Feedmix Specialist awaits NIA approval to set up aquaculture project in Pantabangan

Published January 26, 2021, 11:30 AM

by Madelaine B. Miraflor

An aquaculture firm is now awaiting the approval of the National Irrigation Administration (NIA) for its unsolicited proposal to breed and harvest fish and other seafood products in Pantabangan Dam, one of the largest dams in Asia.

This, while the advocacy group Tugon Kabuhayan started pushing for the crafting of development and regulatory policies on tapping dams and protected areas for aquaculture.

Norberto O. Chingcuanco, vice president for planning of Feedmix Group, said his company has submitted last year a “detailed proposal” to NIA to set up aquaculture operations in Pantabangan Reservoir.

Pantabangan Dam (Photo credit: https://www.facebook.com/upriis.nia.gov.ph/posts/pantabangan-dam)

“NIA is reviewing our detailed proposal. It even formed a team to scrutinize the proposal. The agency is starting from scratch in terms of the process and we understand that it will take time,” Chingcuanco said in a virtual briefing.

The proposal, he said, particularly came from Feedmix Specialist, Inc. and its subsidiaries.

According to the firm’s website, Feedmix is currently the leading integrated aquaculture company in the Philippines, with 30 years of presence in the industry.

Though Chingcuanco didn’t particularly specify the investment required for the company’s aforementioned proposal, he said that in setting up of fish cage alone, each cage costs P500,000 to build and that minimum of 100 cages is needed for the business to be sustainable.
Aside from the cages, investments are also needed for the workforce and other operational and infrastructure requirements of the project. 

Chingcuanco also said the company doesn’t necessarily need government support when it comes to the investment, but it is requesting assistance in terms of getting permits.

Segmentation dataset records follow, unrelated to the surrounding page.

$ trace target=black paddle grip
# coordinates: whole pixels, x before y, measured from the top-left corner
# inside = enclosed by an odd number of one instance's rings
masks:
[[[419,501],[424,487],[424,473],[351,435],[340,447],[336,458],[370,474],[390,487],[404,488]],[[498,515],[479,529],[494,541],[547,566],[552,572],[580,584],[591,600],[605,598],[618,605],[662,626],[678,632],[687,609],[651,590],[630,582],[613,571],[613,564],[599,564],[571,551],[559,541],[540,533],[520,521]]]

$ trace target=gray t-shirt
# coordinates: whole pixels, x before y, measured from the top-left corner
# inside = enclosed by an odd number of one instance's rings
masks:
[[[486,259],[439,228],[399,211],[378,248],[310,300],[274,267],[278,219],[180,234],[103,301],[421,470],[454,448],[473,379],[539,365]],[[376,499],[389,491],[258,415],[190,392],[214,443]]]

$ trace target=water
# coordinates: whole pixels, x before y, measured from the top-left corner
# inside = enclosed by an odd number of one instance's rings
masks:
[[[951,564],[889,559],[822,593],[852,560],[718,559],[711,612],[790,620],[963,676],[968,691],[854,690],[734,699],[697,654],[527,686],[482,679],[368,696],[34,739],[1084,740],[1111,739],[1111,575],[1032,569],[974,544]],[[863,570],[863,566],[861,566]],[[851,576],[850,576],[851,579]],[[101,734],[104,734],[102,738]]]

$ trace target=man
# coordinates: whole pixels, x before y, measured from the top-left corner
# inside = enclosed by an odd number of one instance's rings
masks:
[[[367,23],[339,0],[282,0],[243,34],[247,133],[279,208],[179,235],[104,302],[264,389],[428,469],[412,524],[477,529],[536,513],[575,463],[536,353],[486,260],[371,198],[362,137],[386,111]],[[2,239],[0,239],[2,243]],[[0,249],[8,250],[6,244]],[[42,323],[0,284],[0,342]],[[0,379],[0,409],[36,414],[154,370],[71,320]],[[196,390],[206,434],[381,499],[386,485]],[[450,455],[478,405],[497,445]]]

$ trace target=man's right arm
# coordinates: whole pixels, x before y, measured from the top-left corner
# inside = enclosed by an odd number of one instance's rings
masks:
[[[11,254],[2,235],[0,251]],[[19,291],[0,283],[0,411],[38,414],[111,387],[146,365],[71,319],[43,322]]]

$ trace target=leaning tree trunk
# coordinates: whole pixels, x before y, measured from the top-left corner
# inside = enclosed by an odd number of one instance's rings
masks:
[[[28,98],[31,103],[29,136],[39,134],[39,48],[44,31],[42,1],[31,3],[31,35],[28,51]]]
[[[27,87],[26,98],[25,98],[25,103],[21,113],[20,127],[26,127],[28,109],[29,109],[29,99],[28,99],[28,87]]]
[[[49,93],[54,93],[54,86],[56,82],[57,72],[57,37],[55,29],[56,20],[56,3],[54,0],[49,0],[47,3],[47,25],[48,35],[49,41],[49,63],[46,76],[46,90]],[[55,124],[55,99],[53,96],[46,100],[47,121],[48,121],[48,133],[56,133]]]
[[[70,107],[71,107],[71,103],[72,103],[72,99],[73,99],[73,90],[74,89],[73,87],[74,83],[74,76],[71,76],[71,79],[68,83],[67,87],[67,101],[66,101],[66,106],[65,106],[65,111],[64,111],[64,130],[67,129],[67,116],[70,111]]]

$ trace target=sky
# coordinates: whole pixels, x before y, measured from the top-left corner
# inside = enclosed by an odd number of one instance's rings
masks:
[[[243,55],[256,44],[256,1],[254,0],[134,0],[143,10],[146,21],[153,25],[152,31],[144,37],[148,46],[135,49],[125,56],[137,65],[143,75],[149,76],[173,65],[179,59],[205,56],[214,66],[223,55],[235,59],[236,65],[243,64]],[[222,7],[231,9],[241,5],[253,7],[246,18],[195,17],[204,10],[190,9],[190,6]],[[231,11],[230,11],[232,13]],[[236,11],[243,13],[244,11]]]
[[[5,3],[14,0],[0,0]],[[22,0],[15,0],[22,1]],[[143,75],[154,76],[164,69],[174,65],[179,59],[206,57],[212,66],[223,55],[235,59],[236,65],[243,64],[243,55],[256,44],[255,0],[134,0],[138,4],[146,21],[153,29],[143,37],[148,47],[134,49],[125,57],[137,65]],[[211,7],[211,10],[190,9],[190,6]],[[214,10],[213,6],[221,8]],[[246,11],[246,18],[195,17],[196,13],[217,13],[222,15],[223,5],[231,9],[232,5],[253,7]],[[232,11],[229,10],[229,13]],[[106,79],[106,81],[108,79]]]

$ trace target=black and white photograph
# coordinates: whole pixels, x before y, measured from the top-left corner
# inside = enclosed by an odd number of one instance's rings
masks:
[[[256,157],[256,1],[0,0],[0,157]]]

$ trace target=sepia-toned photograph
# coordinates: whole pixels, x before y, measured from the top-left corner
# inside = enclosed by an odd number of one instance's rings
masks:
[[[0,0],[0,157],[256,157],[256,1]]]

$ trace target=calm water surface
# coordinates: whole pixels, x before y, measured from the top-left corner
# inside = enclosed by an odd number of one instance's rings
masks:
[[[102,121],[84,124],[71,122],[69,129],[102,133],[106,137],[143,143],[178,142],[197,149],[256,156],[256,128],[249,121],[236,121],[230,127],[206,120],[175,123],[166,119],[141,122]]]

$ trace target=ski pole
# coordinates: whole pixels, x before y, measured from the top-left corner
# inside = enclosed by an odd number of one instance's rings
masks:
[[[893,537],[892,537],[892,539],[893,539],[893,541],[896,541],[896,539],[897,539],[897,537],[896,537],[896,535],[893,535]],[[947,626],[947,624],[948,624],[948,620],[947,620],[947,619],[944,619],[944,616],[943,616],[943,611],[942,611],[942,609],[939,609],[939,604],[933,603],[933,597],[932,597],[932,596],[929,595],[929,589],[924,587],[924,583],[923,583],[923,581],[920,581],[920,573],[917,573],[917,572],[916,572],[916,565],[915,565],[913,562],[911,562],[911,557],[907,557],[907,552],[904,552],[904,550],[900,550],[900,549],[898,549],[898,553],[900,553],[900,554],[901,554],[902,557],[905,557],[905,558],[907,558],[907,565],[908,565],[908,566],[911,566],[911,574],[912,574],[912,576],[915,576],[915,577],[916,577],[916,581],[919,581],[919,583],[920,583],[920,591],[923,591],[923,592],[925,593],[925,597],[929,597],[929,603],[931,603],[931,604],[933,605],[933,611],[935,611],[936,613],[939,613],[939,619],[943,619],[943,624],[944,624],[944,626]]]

Right now, there have been fishing operations in Pantambangan Reservoir since the 1990s, but it only involves groups of small fishermen.

During the same virtual briefing, Asis Perez, convenor of Tugon Kabuhayan, said the entry of aquaculture players in the area will help improve the regulation and the fisheries output in the reservoir.

Chingcuanco likewise pointed out that his company already had a dialogue with fishermen in the areas and pledged to not disturb the areas where the latter currently operate.  

Meanwhile, Perez also said that aside from Feedmix, there are other players from the aquaculture industry that have expressed interest to tap dams and other protected areas across the country for fisheries production.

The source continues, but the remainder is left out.